A data science project to predict rossman daily sales for up to six weeks in advance.

Dataset Information

Rossman Store

This dataset was originally used in a Kaggle competition and it was provided with historical sales data for 1,115 Rossmann stores. The task is to forecast the "Sales" column for the test set. However, here it was used to create a data science project. This project is part of the Seja um Data Scientist (Be a Data Scientist) course. It's a course that aims to prepare the data scientist for the process of a data science project.

Features

Most of the fields are self-explanatory. The following are descriptions for those that aren't.

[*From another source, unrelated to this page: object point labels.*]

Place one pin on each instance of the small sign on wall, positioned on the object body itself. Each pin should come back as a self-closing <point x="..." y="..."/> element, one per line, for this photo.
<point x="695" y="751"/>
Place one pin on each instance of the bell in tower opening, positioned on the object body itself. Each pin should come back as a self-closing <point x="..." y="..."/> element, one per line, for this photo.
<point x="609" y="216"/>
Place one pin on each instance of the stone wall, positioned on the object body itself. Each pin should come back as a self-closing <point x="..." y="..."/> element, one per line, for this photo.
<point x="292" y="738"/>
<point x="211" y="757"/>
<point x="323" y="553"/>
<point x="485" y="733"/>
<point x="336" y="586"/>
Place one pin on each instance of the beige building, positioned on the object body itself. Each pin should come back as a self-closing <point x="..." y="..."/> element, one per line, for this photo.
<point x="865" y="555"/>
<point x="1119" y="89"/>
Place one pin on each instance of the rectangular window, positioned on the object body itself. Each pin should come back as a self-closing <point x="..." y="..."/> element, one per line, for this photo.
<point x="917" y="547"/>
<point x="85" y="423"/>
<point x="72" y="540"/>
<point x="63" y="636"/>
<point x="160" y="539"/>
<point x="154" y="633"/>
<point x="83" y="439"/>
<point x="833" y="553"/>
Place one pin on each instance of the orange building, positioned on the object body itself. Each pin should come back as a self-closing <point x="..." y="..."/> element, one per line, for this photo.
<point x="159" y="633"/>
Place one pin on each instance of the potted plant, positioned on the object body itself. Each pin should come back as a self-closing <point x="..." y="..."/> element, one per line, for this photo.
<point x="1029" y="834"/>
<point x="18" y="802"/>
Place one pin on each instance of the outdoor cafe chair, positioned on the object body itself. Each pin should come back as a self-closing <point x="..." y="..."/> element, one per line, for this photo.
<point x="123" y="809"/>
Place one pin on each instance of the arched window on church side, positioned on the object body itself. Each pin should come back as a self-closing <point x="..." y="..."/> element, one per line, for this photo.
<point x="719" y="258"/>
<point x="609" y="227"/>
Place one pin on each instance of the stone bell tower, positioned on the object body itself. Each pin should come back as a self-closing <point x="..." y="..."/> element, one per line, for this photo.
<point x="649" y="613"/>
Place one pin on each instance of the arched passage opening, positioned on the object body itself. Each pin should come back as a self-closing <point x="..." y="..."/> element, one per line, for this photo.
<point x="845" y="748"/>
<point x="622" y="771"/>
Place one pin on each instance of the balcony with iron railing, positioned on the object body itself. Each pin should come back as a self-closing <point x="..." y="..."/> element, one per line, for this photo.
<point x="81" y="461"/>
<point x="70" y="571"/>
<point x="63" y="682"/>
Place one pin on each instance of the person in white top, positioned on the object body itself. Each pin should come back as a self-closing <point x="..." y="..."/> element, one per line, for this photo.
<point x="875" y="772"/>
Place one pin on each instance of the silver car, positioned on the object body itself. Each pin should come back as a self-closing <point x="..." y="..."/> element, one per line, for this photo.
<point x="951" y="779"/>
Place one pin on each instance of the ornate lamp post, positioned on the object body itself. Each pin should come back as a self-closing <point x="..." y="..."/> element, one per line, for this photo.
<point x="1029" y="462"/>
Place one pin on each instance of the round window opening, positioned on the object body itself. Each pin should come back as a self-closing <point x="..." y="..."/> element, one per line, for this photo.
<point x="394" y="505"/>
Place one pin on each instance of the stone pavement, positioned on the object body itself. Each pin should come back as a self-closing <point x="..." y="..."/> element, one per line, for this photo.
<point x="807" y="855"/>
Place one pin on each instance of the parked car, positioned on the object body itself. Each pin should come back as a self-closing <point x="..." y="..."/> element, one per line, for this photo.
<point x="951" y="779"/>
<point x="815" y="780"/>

  • Id - an Id that represents a (Store, Date) duple within the test set
  • Store - a unique Id for each store
  • Sales - the turnover for any given day (this is what you are predicting)
  • Customers - the number of customers on a given day
  • Open - an indicator for whether the store was open: 0 = closed, 1 = open
  • StateHoliday - indicates a state holiday. Normally all stores, with few exceptions, are closed on state holidays. Note that all schools are closed on public holidays and weekends. a = public holiday, b = Easter holiday, c = Christmas, 0 = None
  • SchoolHoliday - indicates if the (Store, Date) was affected by the closure of public schools
  • StoreType - differentiates between 4 different store models: a, b, c, d
  • Assortment - describes an assortment level: a = basic, b = extra, c = extended
  • CompetitionDistance - distance in meters to the nearest competitor store
  • CompetitionOpenSince[Month/Year] - gives the approximate year and month of the time the nearest competitor was opened
  • Promo - indicates whether a store is running a promo on that day
  • Promo2 - Promo2 is a continuing and consecutive promotion for some stores: 0 = store is not participating, 1 = store is participating
  • Promo2Since[Year/Week] - describes the year and calendar week when the store started participating in Promo2
  • PromoInterval - describes the consecutive intervals Promo2 is started, naming the months the promotion is started anew. E.g. "Feb,May,Aug,Nov" means each round starts in February, May, August, November of any given year for that store

Context

This context was created by Meigarom during Data Science em Produção (Data Science in Production) Course. So this is a totally fictional context.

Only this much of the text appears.